Op-ed views and opinions expressed are solely those of the author and do not necessarily represent the views of BizPac Review.
Tennessee’s uber-conservative legislature has been doing some pretty amazing things of late, but Senate Bill 1736 arguably tops them all.
In an ironic twist for a society that has become increasingly and almost absurdly litigious and yet so full of ninnys who get a “thrill up their leg” at the mere thought of taking away your right to defend yourself, Tennessee has turned those two things completely upside down by exposing those very ninnys to the only thing they understand – the prospect of a big fat lawsuit.
Introduced in January and effective July 1, 2016, the bill says if a citizen with a legal concealed carry permit gets injured in a “gun-free zone” where they have effectively been stripped of their Second Amendment rights, said citizen will be allowed to SUE the person or business who set up the “gun-free zone” in the first place!

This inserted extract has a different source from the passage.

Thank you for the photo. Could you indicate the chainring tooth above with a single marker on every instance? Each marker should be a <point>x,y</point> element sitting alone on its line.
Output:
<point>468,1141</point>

According to Bearing Arms, “Any permit holder injured as a result of being stripped of their right to self-defense, and their handgun, in a posted gun-free zone can file a lawsuit within two years of the event as long as they meet the following requirements: 1.) were authorized to carry a gun at the time of the incident 2.) prohibited from carrying a firearm because of a gun-free sign 3.) the property owner was not required to be posted by state or federal law and posted by choice.”

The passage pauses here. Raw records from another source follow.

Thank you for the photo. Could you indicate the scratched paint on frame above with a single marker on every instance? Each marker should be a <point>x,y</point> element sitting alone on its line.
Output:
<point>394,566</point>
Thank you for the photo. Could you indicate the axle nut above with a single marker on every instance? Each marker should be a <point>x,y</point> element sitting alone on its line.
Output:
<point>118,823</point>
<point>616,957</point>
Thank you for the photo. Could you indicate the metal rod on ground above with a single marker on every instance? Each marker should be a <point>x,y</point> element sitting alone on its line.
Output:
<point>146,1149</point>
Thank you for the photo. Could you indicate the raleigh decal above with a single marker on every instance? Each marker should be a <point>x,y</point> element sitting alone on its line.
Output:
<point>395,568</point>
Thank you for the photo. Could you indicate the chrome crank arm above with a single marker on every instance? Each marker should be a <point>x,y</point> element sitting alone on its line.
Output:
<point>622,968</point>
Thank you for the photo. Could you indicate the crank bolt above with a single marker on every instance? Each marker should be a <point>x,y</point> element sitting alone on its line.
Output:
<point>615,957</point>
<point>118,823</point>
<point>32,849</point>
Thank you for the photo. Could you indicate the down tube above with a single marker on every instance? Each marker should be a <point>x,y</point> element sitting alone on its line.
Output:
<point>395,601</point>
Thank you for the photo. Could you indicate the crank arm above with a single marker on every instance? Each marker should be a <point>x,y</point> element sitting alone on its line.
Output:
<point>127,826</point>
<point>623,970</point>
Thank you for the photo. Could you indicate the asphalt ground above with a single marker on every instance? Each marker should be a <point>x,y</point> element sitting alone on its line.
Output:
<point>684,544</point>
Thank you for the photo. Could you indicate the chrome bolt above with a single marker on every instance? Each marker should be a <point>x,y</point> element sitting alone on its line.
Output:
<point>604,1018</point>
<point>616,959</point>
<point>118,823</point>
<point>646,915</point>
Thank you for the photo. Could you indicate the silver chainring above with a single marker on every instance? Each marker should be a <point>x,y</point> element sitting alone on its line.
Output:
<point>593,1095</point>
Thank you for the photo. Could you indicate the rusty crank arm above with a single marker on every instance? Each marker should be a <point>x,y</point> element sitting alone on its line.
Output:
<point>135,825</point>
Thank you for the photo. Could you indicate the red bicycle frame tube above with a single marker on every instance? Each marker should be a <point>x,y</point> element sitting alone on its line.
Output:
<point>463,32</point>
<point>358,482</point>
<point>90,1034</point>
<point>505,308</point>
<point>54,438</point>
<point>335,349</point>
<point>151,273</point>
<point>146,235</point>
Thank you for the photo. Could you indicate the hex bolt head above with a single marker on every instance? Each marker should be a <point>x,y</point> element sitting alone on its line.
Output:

So, supposing a Tennessee convenience store owner posted one of those “no gun” signs in his store because he just knows the criminals are going to look at that sign and say, “Dang it, I guess I can’t rob this store. There’s a NO GUN sign!”

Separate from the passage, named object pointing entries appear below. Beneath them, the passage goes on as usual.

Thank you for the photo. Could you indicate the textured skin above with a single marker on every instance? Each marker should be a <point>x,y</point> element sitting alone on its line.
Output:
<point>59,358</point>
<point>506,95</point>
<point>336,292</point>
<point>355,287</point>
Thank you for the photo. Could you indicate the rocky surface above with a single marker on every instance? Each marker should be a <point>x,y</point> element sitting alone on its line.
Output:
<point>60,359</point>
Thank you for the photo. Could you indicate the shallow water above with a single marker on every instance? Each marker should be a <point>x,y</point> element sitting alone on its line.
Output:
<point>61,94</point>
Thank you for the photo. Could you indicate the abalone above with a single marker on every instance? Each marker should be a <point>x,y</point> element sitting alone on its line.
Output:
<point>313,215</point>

Except, let’s say some criminal ignores the sign (the nerve!) and robs the place anyway. Supposing that happens, and a conceal carry owner who obediently left his firearm at home or in his car so as not to disobey the law gets injured by the criminal, the conceal carry owner will then be able to sue the store owner for damages.
“It is the intent of this section to balance the right of a handgun carry permit holder to carry a firearm in order to exercise the right of self-defense and the ability of a property owner or entity in charge of the property to exercise control over governmental or private property,” the bill states.
The absolutely brilliant purpose of the legislation is to place the responsibility for protection on the business or property owner, since they have effectively disarmed the law-abiding public who would otherwise be able to protect themselves from “defensible man-made and natural hazards.”
Let’s hope every other state follows Tennessee’s example!